Однажды, проходя мимо знакомой яблони, я, больше по привычке, бросил косвенный взгляд на известное местечко, и вдруг мне показалось, как будто на поверхности земли, прикрывавшей наш клад, произошла некоторая перемена... Как будто горбинка появилась там, где прежде было углубление, и куски щебня лежали уже не так! "Что это значит?- подумалось мне. Неужто кто-нибудь проник нашу тайну и вырыл часы?"
Надо было удостовериться в этом собственными глазами. К часам, ржавеющим в утробе земли, я, конечно, чувствовал полнейшее равнодушие; но не позволить же другому воспользоваться ими! А потому на следующий же день я, снова поднявшись до зари и вооружившись ножом, отправился в сад, отыскал намеченное место под яблоней, принялся рыть и, вырывши чуть не аршинную яму, должен был убедиться, что часы пропали, что кто-то их достал, вытащил - украл!
Но кто же мог их... вытащить - кроме Давыда?
Кто другой знал, где они находились?
Я засыпал яму и вернулся домой. Я чувствовал себя глубоко обиженным.

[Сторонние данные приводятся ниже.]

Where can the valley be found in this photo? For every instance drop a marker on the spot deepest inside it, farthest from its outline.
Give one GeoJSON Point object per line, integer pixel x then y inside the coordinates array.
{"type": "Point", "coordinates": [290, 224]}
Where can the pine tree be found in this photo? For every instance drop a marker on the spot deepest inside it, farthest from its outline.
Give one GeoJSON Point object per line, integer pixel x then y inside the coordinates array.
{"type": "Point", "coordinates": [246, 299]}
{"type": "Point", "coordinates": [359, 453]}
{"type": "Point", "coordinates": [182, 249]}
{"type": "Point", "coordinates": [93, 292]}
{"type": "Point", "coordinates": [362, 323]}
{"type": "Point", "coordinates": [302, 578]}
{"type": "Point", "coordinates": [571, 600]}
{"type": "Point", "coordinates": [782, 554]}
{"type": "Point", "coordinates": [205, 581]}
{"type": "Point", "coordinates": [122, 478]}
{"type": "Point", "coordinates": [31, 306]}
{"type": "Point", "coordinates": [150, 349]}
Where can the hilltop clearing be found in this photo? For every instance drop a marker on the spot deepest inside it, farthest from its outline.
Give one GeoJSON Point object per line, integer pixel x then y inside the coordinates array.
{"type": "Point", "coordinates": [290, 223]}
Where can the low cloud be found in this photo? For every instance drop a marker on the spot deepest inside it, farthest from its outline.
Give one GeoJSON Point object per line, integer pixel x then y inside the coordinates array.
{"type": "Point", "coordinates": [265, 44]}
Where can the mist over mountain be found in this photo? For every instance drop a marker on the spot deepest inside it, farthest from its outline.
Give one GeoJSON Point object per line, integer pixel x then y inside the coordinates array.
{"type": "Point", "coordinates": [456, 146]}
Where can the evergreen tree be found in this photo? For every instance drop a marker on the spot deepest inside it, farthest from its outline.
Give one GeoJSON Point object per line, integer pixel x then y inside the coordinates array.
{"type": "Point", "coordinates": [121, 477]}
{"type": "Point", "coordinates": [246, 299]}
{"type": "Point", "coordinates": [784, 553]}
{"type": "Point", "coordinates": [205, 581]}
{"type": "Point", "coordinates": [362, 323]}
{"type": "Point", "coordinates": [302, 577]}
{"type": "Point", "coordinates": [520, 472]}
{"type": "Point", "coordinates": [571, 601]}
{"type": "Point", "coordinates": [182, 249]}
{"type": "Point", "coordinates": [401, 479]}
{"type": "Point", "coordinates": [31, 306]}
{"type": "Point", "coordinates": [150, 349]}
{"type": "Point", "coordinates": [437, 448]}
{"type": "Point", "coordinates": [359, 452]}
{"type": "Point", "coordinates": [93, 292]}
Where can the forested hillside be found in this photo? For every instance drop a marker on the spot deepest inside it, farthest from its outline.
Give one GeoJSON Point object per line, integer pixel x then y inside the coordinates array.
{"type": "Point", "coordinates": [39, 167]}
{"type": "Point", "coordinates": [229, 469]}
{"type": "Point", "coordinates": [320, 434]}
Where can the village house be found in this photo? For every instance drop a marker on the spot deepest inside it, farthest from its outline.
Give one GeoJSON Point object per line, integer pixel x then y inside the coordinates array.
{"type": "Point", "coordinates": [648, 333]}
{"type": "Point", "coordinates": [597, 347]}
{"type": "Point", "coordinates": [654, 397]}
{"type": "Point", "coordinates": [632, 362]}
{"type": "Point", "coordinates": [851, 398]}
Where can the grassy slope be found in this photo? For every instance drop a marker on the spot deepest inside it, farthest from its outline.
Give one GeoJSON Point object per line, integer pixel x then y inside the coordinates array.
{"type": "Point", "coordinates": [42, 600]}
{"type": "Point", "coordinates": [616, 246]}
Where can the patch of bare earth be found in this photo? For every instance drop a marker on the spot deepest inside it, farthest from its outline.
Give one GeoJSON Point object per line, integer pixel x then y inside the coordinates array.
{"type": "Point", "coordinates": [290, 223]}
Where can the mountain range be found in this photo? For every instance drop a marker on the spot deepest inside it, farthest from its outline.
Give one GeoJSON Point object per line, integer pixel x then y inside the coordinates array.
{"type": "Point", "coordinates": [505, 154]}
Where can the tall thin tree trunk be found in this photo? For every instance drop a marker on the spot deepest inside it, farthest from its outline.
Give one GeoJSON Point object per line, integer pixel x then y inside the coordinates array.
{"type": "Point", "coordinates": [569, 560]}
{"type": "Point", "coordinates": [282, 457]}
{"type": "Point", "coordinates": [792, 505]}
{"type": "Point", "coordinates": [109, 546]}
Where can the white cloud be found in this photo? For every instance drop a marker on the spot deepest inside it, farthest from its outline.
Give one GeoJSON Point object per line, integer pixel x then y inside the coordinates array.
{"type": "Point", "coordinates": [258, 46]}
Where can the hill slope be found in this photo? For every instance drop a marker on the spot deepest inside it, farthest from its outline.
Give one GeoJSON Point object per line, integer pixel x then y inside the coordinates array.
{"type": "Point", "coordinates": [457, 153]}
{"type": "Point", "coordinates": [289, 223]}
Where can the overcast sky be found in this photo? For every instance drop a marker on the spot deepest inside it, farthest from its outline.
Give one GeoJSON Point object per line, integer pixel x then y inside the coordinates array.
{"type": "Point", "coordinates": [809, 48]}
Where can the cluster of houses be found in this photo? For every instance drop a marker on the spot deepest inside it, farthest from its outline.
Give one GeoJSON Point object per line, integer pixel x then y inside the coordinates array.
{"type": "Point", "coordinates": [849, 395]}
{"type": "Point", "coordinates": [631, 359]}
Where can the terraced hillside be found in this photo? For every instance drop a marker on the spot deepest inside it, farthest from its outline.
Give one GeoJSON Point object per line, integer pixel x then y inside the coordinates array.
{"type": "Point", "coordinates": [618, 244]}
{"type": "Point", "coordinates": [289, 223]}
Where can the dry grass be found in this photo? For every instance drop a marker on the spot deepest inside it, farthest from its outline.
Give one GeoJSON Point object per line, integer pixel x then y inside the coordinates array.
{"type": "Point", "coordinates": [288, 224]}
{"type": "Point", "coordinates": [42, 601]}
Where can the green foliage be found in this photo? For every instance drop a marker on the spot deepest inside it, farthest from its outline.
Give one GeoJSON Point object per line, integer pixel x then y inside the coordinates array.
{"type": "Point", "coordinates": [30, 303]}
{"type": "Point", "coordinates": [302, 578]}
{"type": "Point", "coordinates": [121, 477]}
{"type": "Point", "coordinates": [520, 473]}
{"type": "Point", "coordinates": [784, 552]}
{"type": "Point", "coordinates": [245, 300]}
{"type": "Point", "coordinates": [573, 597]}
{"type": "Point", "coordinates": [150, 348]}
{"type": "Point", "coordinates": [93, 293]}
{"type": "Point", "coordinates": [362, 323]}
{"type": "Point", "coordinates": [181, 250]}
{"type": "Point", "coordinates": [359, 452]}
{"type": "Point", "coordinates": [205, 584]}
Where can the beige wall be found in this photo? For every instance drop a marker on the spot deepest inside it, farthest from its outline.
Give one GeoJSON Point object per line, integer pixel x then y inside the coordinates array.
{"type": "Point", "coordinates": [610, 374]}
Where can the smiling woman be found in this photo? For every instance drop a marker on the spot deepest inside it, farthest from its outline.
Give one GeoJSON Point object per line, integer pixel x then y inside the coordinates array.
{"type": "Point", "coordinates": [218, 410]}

"Положим,- думал я,- часы понадобились Давыду для того, чтобы спасти от голодной смерти свою будущую жену или ее отца... Что там ни говори, часы эти чего-нибудь да стоят... Да как было не прийти ко мне и не сказать: "Брат! (я на месте Давыда непременно сказал бы: брат) - брат! Я нуждаюсь в деньгах; у тебя их нет, я знаю, но позволь воспользоваться теми часами, которые мы вместе с тобою зарыли под старой яблонью! Они никому не приносят пользы, а я тебе так буду благодарен, брат!" С какой бы радостью я согласился! Но действовать тайно, изменнически, не довериться другу... Нет! Никакая страсть, никакая нужда этого не извиняет!"
Я, повторяю, я был сильно оскорблен. Я начал было выказывать холодность, дуться...
Но Давыд был не из тех, которые это замечают и тревожатся!
Я начал делать намеки...
Но Давыд, казалось, нисколько не понимал моих намеков!
Я говорил при нем, как низок в моих глазах тот человек, который, имея друга и даже понимая все значение этого священного чувства, дружбы, не обладает, однако, достаточно великодушием, чтобы не прибегать к хитрости; как будто можно что-нибудь скрыть!
Произнося эти последние слова, я смеялся презрительно.
Но Давыд и ухом не вел!
Я наконец прямо спросил его: как он полагает, часы наши шли еще некоторое время, будучи похоронены в землю, или тотчас же остановились?
Он отвечал мне:
- А черт их знает! Вот нашел о чем размышлять?!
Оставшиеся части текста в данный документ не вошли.